There are many stages of health in a person’s life. Most of us begin with wellness, during which prevention is the primary medical intervention. At some point, however, one or more chronic diseases usually develop. Examples of chronic disease include diabetes, congestive heart failure or even cancer. Eventually, patients reach the stage of terminal illness, which signifies the final stage of life.
During the stage of chronic illness, physicians focus on the treatment of disease. Primary care doctors recommend lifestyle changes, prescribe medications, and occasionally refer to specialists for additional expertise. But, sometimes the impact of the disease on a patient’s life is overlooked. For example, a person with diabetes might develop a painful condition called neuropathy. This pain can interrupt sleep and lead to depression. The depression can interfere with the patient’s motivation to engage in the treatment recommendations. Hence, a vicious cycle begins.
Palliative care is the acute, aggressive treatment of the symptoms of chronic disease. So what does that mean? It means that palliative care actively manages the side effects of chronic disease, and their impact on overall quality of life.
In the earlier example with diabetic neuropathy, the palliative care provider could help to manage the pain, and therefore the subsequent insomnia and depression. By controlling these symptoms, the patient can focus on the other aspects of treating the diabetes—such as a healthy diet, exercise, and medication compliance.
Palliative care returns control to the patient. Providers work with patients and their families or caregivers to understand the patient’s goals and to identify barriers. Once identified, the palliative care team can assist the patient in removing those barriers to facilitate the attainment of the patient’s life goals.
Too often, palliative care is delayed until people are well into the terminal stages of life. At that time, palliative care—under the auspices of hospice—is then considered.

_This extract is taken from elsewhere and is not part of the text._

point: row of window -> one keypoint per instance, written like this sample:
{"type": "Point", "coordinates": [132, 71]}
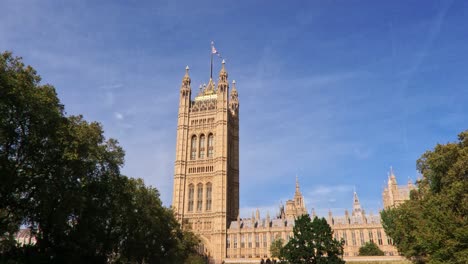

But engaging patients in palliative care early in the process of chronic disease can greatly improve outcomes and quality of life well before the terminal stage is reached. Patients receiving palliative care often have fewer visits to the emergency department or to the hospital. They can, then, spend more time doing meaningful activities, like traveling or watching their grandchildren play soccer!
The practice of medicine cannot cure all diseases. But timely, aggressive treatment can manage most illnesses.